Q7 In UK education, Speech, Language and Communication Needs (SLCN) is popular term. Is it used outside UK? Is it useful?

Q8 In UK clinical practice, distinction between language 'delay' & 'disorder' is used, but it has no research support.  Where does delay/disorder distinction come from? How defined?

Q9 Is there any support for a return to the more medical term 'developmental dysphasia'?

Q10. Reilly et al and several commentators suggest we drop 'Specific' and use the term 'Language Impairment' instead .What wld be advantages (e.g. avoids unfair exclusion) and disadvantages (e.g. too broad)?

Q11 What do people think of terms 'Language Learning Impairment' or 'Primary language impairment'? '

Q12 Do diagnostic labels actually help children and families?

Q13 Shld terminology/diagnostic criteria be responsibility of speechies, or shld other professions & families have a say? Assumptions/practices seem v. different in education/medicine/psychology vs speech-language therapy/pathology

Q14 In yr area, who does intervention with kids whose language problems are associated with autism?
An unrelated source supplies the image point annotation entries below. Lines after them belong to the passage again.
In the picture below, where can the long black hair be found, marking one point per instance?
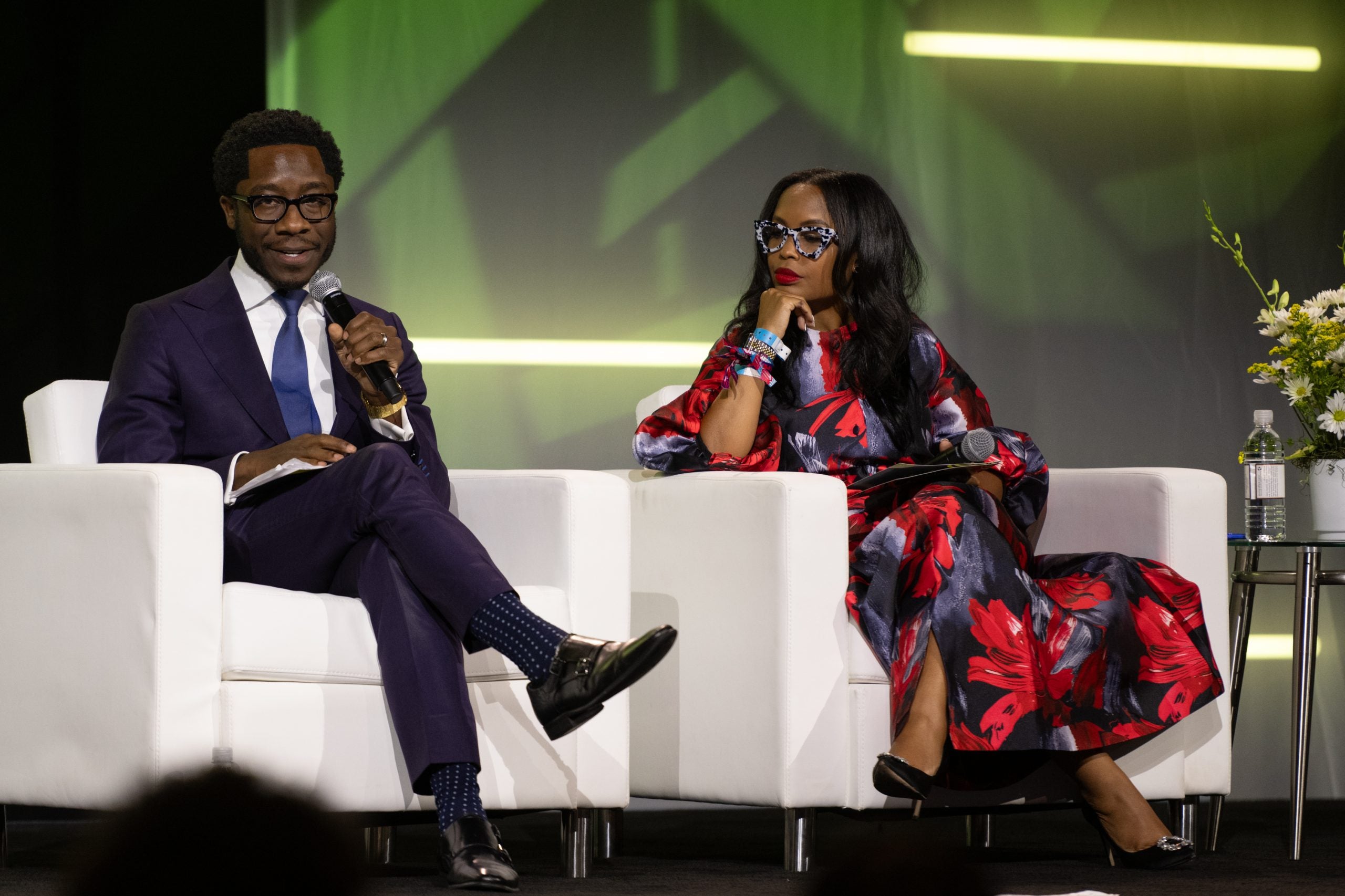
(880, 295)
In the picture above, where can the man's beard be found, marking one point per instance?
(253, 257)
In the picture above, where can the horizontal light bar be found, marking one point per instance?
(1274, 648)
(1133, 53)
(561, 353)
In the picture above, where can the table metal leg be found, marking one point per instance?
(1239, 631)
(1240, 624)
(1305, 661)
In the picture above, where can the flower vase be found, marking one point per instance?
(1328, 487)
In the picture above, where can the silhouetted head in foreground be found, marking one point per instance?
(220, 833)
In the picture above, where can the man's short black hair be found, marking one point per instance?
(271, 128)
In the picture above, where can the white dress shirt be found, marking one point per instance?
(267, 317)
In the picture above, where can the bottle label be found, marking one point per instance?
(1264, 481)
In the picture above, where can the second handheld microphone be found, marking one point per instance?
(326, 288)
(974, 449)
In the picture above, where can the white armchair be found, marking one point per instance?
(124, 657)
(772, 699)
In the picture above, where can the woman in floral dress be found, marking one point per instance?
(990, 649)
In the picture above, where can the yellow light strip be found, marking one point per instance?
(1274, 648)
(1134, 53)
(561, 353)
Q15 Some  people take pride in identifying themselves as dyslexic. Does this ever happen for kids with language problems? If not, why not?

Q16 Has anyone encountered situation where child not offered intervention bcs language problems attributed to social deprivation?

Q17 Insurance considerations seldom important in UK, but affect label use elsewhere. Do US insurers just require DSM?